General information
- Location: Matías Romero, Oaxaca, Mexico
- Platforms: 1
- Tracks: 3

History
- Opened: June 29, 1894 (originally) December 22, 2023 (reopened)

Services
| Preceding station | Tren Interoceánico |  |  | Following station |
| Matías Romero toward Salina Cruz |  | Line Z |  | Donají toward Coatzacoalcos |
Future services
| Matías Romero toward Ixtepec |  | Tehuanito North |  | Sarabia toward Ubero |

Location

= Mogoñé railway station =

Railway station

Mogoñé is a train station in San Juan Guichicovi, Oaxaca.

== History ==
The original station was built in on June 29, 1894 for the Ferrocarril Transístmico. Passenger trains would use this station from then until late into the 20th century.

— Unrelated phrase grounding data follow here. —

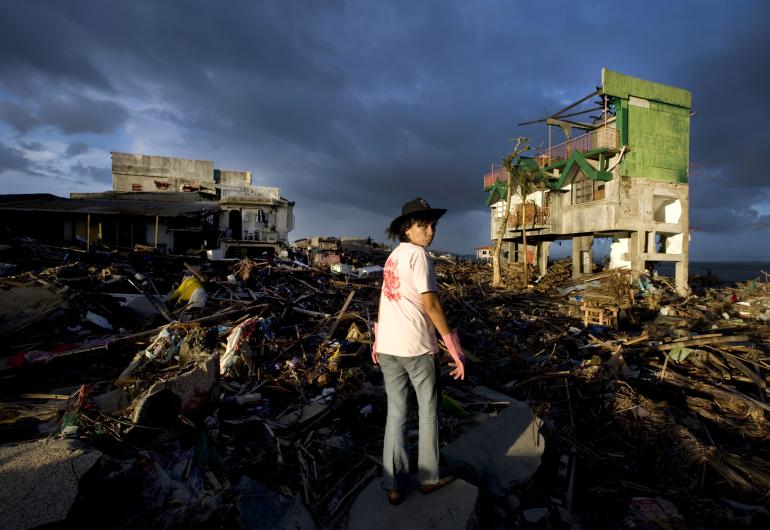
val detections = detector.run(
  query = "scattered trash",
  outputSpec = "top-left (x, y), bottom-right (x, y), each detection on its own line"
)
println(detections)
top-left (0, 239), bottom-right (768, 529)
top-left (169, 275), bottom-right (207, 308)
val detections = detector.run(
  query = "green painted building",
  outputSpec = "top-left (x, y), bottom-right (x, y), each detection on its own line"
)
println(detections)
top-left (483, 68), bottom-right (692, 293)
top-left (605, 68), bottom-right (691, 184)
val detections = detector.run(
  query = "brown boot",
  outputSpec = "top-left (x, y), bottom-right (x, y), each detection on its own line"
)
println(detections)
top-left (418, 476), bottom-right (455, 494)
top-left (387, 489), bottom-right (402, 505)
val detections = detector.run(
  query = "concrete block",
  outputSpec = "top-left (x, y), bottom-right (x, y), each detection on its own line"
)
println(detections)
top-left (0, 438), bottom-right (101, 530)
top-left (348, 477), bottom-right (478, 530)
top-left (440, 400), bottom-right (544, 496)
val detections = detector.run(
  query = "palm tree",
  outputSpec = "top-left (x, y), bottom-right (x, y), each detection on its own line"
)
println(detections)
top-left (492, 138), bottom-right (546, 288)
top-left (491, 138), bottom-right (528, 287)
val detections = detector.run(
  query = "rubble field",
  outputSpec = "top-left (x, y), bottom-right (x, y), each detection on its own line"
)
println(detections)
top-left (1, 239), bottom-right (769, 529)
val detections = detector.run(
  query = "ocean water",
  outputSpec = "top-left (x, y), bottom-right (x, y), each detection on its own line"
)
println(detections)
top-left (655, 261), bottom-right (770, 284)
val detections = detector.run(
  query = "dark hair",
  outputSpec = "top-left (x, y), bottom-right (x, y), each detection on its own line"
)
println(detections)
top-left (385, 214), bottom-right (439, 242)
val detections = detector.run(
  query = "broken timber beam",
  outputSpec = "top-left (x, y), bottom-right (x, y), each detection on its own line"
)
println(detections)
top-left (655, 335), bottom-right (750, 351)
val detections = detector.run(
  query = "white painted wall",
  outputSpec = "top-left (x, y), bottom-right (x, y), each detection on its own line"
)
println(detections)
top-left (609, 237), bottom-right (631, 269)
top-left (664, 199), bottom-right (682, 224)
top-left (221, 202), bottom-right (293, 243)
top-left (665, 233), bottom-right (683, 254)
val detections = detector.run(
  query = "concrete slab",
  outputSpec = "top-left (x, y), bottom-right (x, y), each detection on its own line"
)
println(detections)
top-left (348, 477), bottom-right (478, 530)
top-left (441, 400), bottom-right (544, 496)
top-left (0, 438), bottom-right (101, 530)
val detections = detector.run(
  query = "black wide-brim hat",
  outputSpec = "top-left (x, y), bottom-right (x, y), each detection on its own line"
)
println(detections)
top-left (389, 197), bottom-right (447, 236)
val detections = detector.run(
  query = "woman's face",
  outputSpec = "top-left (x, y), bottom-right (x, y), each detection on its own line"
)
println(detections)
top-left (405, 219), bottom-right (437, 247)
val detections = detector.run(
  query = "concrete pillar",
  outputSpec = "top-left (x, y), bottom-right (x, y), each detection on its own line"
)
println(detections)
top-left (646, 231), bottom-right (657, 254)
top-left (514, 241), bottom-right (524, 264)
top-left (571, 235), bottom-right (593, 278)
top-left (629, 231), bottom-right (645, 276)
top-left (571, 238), bottom-right (580, 278)
top-left (675, 231), bottom-right (690, 295)
top-left (514, 240), bottom-right (537, 265)
top-left (675, 187), bottom-right (691, 296)
top-left (501, 241), bottom-right (513, 265)
top-left (536, 241), bottom-right (550, 276)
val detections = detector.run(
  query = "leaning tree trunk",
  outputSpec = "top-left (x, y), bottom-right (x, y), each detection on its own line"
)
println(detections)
top-left (492, 170), bottom-right (514, 287)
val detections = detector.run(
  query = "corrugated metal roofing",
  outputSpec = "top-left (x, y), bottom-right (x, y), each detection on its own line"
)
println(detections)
top-left (0, 194), bottom-right (219, 217)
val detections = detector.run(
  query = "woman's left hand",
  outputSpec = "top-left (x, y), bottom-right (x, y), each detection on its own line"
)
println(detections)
top-left (442, 329), bottom-right (465, 380)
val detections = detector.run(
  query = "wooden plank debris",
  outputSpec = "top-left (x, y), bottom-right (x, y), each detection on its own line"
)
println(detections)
top-left (1, 239), bottom-right (770, 529)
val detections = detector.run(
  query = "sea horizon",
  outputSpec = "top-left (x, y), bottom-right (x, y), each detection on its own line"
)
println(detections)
top-left (656, 260), bottom-right (770, 284)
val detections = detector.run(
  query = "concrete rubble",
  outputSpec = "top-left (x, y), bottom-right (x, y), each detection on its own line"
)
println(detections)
top-left (348, 477), bottom-right (479, 530)
top-left (0, 439), bottom-right (101, 530)
top-left (441, 399), bottom-right (544, 497)
top-left (0, 236), bottom-right (769, 529)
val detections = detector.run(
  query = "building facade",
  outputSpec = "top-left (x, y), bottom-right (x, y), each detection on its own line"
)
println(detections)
top-left (476, 245), bottom-right (493, 261)
top-left (483, 69), bottom-right (691, 293)
top-left (111, 152), bottom-right (295, 256)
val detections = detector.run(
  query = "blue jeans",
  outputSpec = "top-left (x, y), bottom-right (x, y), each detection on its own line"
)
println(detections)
top-left (379, 353), bottom-right (439, 490)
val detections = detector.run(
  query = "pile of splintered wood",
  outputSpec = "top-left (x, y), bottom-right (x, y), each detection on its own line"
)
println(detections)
top-left (3, 237), bottom-right (769, 529)
top-left (434, 260), bottom-right (770, 529)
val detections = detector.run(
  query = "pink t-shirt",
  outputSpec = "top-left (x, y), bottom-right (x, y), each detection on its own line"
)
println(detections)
top-left (377, 242), bottom-right (439, 357)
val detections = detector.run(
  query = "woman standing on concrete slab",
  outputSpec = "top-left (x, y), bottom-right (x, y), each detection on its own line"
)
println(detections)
top-left (372, 197), bottom-right (466, 505)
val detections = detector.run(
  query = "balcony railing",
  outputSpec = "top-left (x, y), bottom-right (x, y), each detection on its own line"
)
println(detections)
top-left (482, 127), bottom-right (619, 188)
top-left (232, 230), bottom-right (279, 242)
top-left (534, 126), bottom-right (619, 167)
top-left (483, 165), bottom-right (508, 189)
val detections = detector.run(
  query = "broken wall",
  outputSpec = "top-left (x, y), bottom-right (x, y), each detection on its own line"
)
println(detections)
top-left (112, 152), bottom-right (215, 192)
top-left (218, 170), bottom-right (251, 187)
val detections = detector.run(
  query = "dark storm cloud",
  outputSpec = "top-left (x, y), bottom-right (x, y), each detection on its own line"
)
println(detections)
top-left (665, 1), bottom-right (770, 239)
top-left (689, 172), bottom-right (770, 234)
top-left (70, 161), bottom-right (111, 184)
top-left (0, 3), bottom-right (113, 94)
top-left (37, 94), bottom-right (128, 134)
top-left (65, 142), bottom-right (90, 157)
top-left (0, 94), bottom-right (127, 135)
top-left (0, 101), bottom-right (40, 133)
top-left (0, 142), bottom-right (30, 173)
top-left (91, 166), bottom-right (111, 184)
top-left (672, 1), bottom-right (770, 190)
top-left (178, 1), bottom-right (583, 219)
top-left (0, 0), bottom-right (618, 216)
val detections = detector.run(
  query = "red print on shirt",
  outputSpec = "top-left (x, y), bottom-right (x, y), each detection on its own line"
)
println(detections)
top-left (383, 258), bottom-right (401, 301)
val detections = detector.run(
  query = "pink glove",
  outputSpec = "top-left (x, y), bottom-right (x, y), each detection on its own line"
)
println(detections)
top-left (441, 329), bottom-right (465, 380)
top-left (371, 322), bottom-right (379, 365)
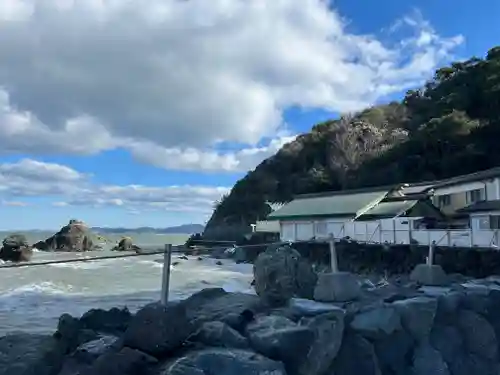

On August 29, 2023, after 25 years without the railroad passing through the station, an EMD SD70M owned by the Mexican government passed through the station for the first tests of the locomotives on the rehabilitated track. The line would then be reopened on December 22 that same year, although the station itself is still incomplete. Despite being incomplete, on December 22, Raymundo Morales Ángeles, the director of the Interoceanic Corridor of the Isthmus of Tehuantepec, announced that the Mogoñé station is reopened.